Britain will soon be taking a call on the 280 mn Pound a year development aid it has been providing to India.
A bit about it: UK considers India to be a key strategic partner, and it also realized some years ago, that while India has been growing at a rapid pace, it still is home to one-third of the world’s people who live below $1.25 a day, and the average income is one-third of China’s. They also identified 8 states in India where 65% of India’s poor resided. Three of these states, Bihar, Madhya Pradesh and Orissa became core focus states for UK’s Department for International Development (DfID).
Now, despite the economic crisis and slowdown that UK has been facing for several years now, it has been benevolent enough to offer an annual 280 mn Pound aid to India.
But are we Indians so ungrateful and unconcerned, through this period, and now when UK is re-assessing that aid (perhaps reduce it or pull it back altogether), we act like a bunch of stupid bums with our ridiculous comments:
When Pranab Mukherjee was Finance Minister, he had dismissed British aid calling it “peanuts”.
Today, P. Chidambaram says we did not need the aid.

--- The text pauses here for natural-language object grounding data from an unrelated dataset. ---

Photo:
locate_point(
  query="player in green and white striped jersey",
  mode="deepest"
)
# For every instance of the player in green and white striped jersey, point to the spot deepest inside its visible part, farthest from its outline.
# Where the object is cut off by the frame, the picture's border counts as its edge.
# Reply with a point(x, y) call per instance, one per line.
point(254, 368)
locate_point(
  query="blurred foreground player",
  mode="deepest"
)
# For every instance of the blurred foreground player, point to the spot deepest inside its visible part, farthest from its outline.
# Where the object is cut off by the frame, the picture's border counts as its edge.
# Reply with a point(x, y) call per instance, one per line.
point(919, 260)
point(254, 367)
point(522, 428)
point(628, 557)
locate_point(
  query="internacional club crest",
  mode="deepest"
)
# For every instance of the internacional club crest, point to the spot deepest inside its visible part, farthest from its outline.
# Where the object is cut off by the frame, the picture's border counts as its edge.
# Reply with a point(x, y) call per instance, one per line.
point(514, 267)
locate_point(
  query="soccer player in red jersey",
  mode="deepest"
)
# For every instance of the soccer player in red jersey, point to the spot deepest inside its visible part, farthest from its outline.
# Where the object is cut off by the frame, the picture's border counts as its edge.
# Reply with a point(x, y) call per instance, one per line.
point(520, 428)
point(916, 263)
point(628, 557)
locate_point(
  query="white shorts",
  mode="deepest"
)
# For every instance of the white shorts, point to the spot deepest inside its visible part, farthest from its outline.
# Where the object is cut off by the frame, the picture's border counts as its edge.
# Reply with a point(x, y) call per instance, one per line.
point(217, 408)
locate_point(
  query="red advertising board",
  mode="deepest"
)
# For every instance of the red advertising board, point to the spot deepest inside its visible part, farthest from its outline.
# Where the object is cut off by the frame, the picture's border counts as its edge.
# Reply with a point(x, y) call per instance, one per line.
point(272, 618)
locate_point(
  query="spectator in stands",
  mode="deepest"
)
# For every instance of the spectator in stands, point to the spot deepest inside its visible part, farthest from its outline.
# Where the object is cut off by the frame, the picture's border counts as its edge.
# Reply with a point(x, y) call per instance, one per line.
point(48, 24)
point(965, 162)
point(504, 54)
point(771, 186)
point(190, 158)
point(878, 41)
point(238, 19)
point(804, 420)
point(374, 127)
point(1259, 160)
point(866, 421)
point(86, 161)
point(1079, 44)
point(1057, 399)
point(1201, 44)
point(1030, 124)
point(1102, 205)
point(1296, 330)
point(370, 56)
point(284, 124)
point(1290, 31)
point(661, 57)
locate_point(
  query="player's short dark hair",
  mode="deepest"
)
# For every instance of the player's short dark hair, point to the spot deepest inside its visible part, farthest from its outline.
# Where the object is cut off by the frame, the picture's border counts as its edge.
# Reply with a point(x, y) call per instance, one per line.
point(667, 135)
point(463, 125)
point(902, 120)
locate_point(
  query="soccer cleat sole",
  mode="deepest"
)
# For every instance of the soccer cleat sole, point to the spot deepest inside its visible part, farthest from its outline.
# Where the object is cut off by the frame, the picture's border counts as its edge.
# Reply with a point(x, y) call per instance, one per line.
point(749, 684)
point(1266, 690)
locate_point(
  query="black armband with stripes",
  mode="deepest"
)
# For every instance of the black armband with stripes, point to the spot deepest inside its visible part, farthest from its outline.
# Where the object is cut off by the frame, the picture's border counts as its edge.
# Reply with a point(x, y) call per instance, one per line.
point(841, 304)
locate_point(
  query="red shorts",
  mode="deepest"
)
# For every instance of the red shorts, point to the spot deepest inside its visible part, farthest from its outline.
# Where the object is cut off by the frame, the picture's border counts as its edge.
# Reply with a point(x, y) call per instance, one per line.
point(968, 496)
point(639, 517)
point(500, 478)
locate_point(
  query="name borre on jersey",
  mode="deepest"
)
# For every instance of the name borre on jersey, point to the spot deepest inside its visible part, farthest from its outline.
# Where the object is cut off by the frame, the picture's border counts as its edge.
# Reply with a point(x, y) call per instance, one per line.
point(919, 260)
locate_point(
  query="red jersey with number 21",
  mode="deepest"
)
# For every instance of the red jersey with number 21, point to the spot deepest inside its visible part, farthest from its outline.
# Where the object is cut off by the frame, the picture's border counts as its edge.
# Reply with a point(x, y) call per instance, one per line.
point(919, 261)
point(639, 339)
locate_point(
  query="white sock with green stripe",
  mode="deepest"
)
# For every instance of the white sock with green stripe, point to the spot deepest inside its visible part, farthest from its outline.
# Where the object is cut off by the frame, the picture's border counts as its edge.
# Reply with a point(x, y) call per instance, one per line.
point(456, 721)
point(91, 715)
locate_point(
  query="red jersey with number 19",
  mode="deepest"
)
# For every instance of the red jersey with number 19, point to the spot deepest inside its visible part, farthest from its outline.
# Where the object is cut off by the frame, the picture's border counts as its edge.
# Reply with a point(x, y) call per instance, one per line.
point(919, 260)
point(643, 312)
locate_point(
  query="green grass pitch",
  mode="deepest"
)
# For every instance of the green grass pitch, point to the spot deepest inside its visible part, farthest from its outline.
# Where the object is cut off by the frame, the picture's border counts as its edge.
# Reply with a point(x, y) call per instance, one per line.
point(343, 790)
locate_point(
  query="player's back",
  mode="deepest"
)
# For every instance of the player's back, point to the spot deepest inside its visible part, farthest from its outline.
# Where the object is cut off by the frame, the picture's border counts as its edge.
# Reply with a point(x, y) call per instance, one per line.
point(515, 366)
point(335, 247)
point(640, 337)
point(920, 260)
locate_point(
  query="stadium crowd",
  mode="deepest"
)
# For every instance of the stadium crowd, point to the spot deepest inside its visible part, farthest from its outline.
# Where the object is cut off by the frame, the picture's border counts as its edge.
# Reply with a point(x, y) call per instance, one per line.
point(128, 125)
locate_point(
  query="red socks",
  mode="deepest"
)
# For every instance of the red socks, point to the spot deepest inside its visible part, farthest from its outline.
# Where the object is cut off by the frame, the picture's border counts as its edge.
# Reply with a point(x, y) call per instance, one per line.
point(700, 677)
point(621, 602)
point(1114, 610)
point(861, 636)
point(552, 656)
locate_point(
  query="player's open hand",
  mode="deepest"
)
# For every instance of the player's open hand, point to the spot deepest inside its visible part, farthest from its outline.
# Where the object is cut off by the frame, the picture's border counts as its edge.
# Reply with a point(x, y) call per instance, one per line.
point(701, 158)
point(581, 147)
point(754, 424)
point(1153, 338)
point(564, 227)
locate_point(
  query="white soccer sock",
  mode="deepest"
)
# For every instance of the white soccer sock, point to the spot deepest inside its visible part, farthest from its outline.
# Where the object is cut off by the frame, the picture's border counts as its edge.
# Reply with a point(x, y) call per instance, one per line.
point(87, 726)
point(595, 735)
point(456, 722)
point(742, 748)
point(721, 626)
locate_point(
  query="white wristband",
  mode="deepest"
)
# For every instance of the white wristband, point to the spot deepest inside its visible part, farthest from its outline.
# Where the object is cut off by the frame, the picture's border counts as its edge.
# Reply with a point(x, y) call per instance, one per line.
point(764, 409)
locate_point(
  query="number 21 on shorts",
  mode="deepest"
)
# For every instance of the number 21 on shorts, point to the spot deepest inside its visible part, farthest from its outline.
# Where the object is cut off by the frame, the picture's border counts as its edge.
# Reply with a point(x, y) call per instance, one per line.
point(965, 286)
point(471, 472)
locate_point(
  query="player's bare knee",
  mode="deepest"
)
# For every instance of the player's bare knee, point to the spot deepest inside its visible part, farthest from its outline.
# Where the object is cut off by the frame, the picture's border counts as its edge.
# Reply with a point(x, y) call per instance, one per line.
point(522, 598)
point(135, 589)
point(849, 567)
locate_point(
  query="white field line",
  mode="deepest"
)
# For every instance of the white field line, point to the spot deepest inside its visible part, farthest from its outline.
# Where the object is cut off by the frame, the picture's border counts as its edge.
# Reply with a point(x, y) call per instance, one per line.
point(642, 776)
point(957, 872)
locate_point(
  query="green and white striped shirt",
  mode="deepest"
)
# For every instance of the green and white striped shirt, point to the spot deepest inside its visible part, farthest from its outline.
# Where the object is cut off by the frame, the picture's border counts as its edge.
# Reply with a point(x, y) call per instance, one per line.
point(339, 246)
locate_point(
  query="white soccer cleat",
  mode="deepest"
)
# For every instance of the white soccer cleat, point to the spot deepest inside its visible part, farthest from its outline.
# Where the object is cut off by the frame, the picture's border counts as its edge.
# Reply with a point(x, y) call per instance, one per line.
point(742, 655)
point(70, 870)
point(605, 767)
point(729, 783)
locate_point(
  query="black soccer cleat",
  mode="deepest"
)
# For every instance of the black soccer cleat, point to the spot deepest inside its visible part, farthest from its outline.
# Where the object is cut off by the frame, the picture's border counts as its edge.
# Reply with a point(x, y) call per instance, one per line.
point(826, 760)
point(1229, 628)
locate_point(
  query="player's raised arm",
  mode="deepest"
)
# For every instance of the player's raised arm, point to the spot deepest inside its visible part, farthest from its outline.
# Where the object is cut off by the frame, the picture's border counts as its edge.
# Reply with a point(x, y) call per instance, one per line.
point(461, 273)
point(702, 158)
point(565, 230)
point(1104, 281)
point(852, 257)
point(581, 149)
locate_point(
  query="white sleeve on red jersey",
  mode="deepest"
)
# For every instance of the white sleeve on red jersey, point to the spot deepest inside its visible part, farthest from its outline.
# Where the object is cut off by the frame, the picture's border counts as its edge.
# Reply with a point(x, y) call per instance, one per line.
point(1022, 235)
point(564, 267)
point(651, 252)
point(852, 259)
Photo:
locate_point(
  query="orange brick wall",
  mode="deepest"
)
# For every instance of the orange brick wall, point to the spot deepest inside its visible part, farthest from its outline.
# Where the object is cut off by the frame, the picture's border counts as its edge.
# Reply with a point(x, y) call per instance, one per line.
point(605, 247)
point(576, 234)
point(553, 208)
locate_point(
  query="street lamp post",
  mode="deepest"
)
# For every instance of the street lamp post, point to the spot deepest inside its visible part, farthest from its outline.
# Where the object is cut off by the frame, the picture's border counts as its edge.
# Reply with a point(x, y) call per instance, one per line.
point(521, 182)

Both he and Khurshid have been chanting things like “Aid is past, trade is future”.
Why the hell did we take it if we didn’t need it? And why show unnecessary attitude towards the UK in this regard? When initial discussions for the aid were taking place itself, we could have told the British minister heading DfID that we could take care of the finances for initiatives to those 8 of our Indian states ourselves, and that we perhaps could use their assistance with regards to ensuring that our finances have maximum benefit to those 8 of our states. We could have told the British that they could either focus those funds inward, towards benefiting their own economy, or perhaps towards countries much more in need of the aid, instead of us. But did we do any of that?
On one hand, we have a scam surfacing ever few weeks, which proves that there is sufficient and more funds to focus not only on 8 of our states, but on all 28 of them plus the 7 union territories, and yet have some funds for similar initiatives abroad, where we could offer aid to needy countries.
But we were, and perhaps will be, too busy filling our own pockets to bother.
Greed in itself is bad, but greed accompanied by this kind of ignorant arrogance, much worse.